PUSEHR

I'm Aiming to build a 200rwhp N/A FC, I'm more concerned with road courses than I am the drag strip. I here about people doing large raceports and bridgeports, but all they do is 1/4 races. I was wondering how these would hold up in a longer road race. So a couple questions.

1)Is it possible to get 200whp out of a moderate streetport?(I'm sure the answer is yes) OR would it be easier to go with a small bridgeport?

2)What else is needed with a bridgeport? I've read that you can use stock seals/internals and it will work fine. Will I have to buy bigger injectors? Also I'm guessing the stock ecu will go crazy with the added fuel and air, so I was wondering if a piggyback or standalone was NEEDED(I know that a standalone would be best)

3)Finally, this would be my daily driver, luckily I dont have to travel far daily. What kind of gas mileage could I expect? I've heard its bad gas milage but is it l15mpg bad or 5mpg bad?

Thanks

Rotortuner

I will address your 1st question. someone else can add and answere the other questions.
1)Is it possible to get 200whp out of a moderate streetport?(I'm sure the answer is yes) OR would it be easier to go with a small bridgeport?

No its not really possible to get that much pwr out of moderate street port. The max HP that has been obtained from huge race street ports from what i have heard has been about 215 mabe 220. But these engine have everything and usually will run a large carb like a IDA or holley since they out flow the crappy stock EFI. That is FWHP also. So i think for you to get the pwr your looking for, your going to have to go with a bridge port. There are a lot of road racers in GT3 and other SCCA road racing that all use either a bridge port or pp. They are pretty competetive also and hold up to road racing conditions. Once again they all use 48 IDA carbs or larger. Hope this helps.

CJG

HWO

well set up bridge port or a Peripheral Port will yeild the best results

peejay

You can get maybe 260-275hp (flywheel, not wheel horsepower BS) from a highly tuned, high strung, short life streert port.

Do a search in the FC section, Dave Lemon posted some "interesting" things about the street ported FC engine for their E/Production car. It sounds like a grenade motor to me.

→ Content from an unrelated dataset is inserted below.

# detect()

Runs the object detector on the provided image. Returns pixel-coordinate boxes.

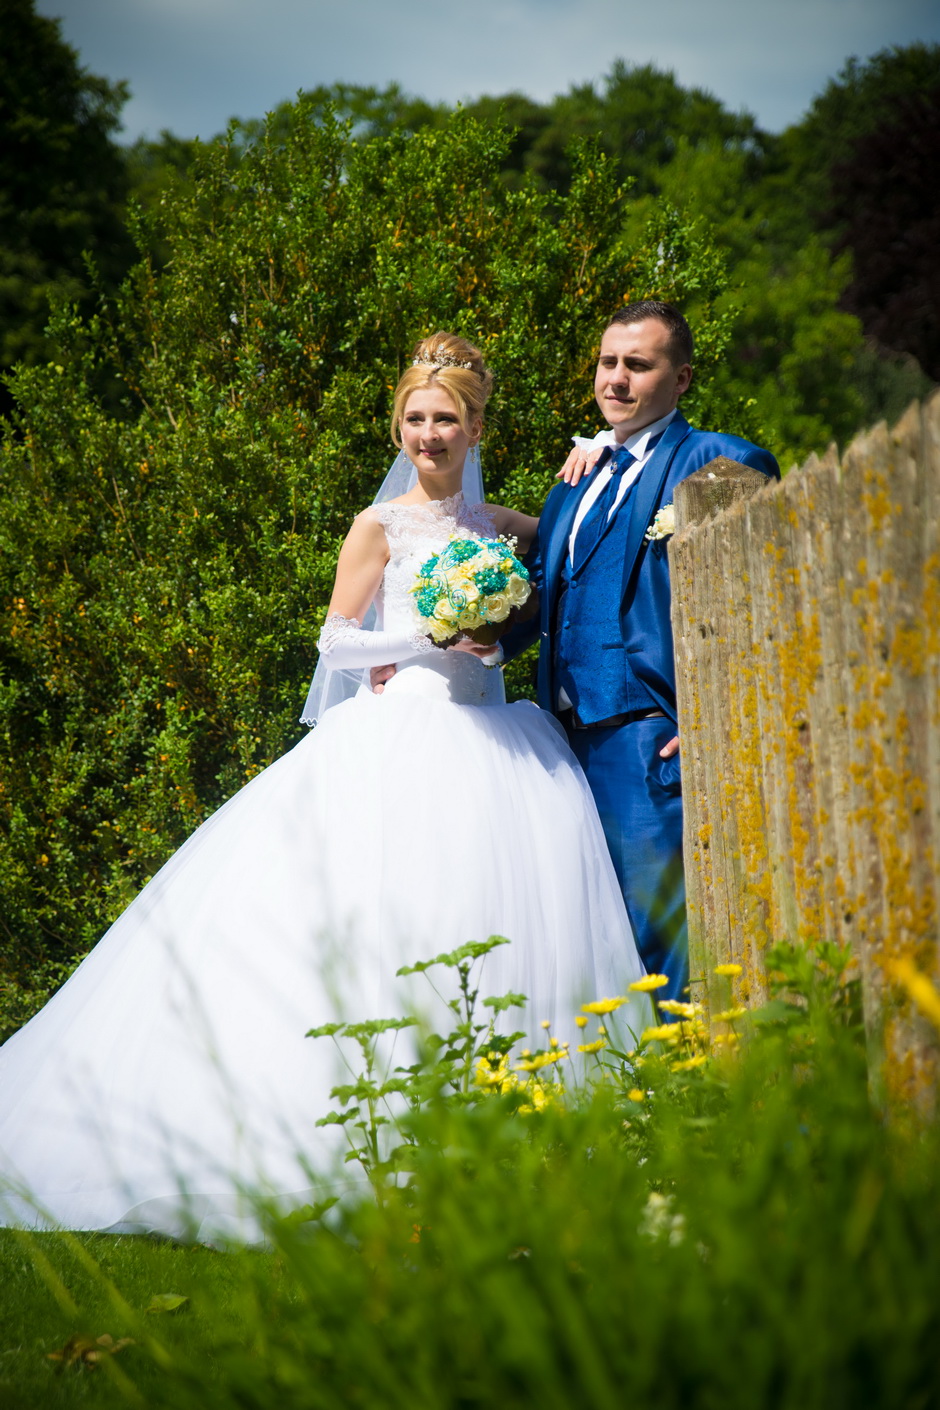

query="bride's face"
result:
[400,386,480,479]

Gotta side with HWO if your rules allow for bridge/peripheral. Torque curve nearly flat and higher up than a side port engine so you don't need to use super high revs in order to make the power you need.

RETed

"Short life street port"? [sic] Overrevved?&nbsp What does it mean?


-Ted

peejay

You're saying that engine life is not related to the average RPM it sees?

RETed

No, I was just wondering if it was the street port that failed?


-Ted

Hamza734

My engine builder's (Bruce Turrentine) street ported N/A's dyno at around 220 at the flywheel. Assuming a 15% drivetrain loss, that gives around 190 at the wheels.


For simplicity and ease of install, a carburreator would be best. Most people run carbs on bridgeports. The Racing Beat Holley carb setup runs around 800 bucks.


A Bridgeport will get horrendous mileage at low RPM. It'll also have no little or no low and mid-range power. And it'll be loud, *very* loud. And it'll also have a lumpy idle... (see where I'm going with this?). For your application, a good street-port would be the best bet. I have an S5 turbo with a street-ported engine and it's reliable, has excellent power, and idles like a champ. For anything less then an a pure race car, a street port is best.

Ted, when's the website gonna be back?

Hamza734

You must have never driven a bridgeport The torque curve is most definetly NOT flat on a bridge or peripheral ported motor. Both BP & PP's have a huge amount of intake and exhaust overlap (~150 degrees for a BP). This gives excellent breathing capacity (which is why their so powerful) at the expense of low RPM efficiency (which is why they have no power at low RPM).

peejay

Hmm that must be why NSU's peripheral port engines made peak power at 5500, and that was more power than Mazda's 10As made at 7000 (or for that matter, their 12As made at 6000).

Hamza734

Your comparing apple & oranges. NSU's engines and Mazda's engines had different displacements, geometries etc. Mazda did an enormous amount of work on development on the rotary after they got the liscense to develop from Mr. Wankel.

Besides, the fact that the NSU P-Port peaked at 5500 proves nothing. What did it make at 4000? 3000? Most likely, very little. This is entirely due to the huge overlap inherent in Peripheral Port motors.

peejay

The NSU 2-rotor was the same displacement as a 10A.

Not all peripheral or even bridge port engines have to be enormous giganto-port engines...

Hamza734

Not all peripheral or even bridge port engines have to be enormous giganto-port engines... [/B][/QUOTE]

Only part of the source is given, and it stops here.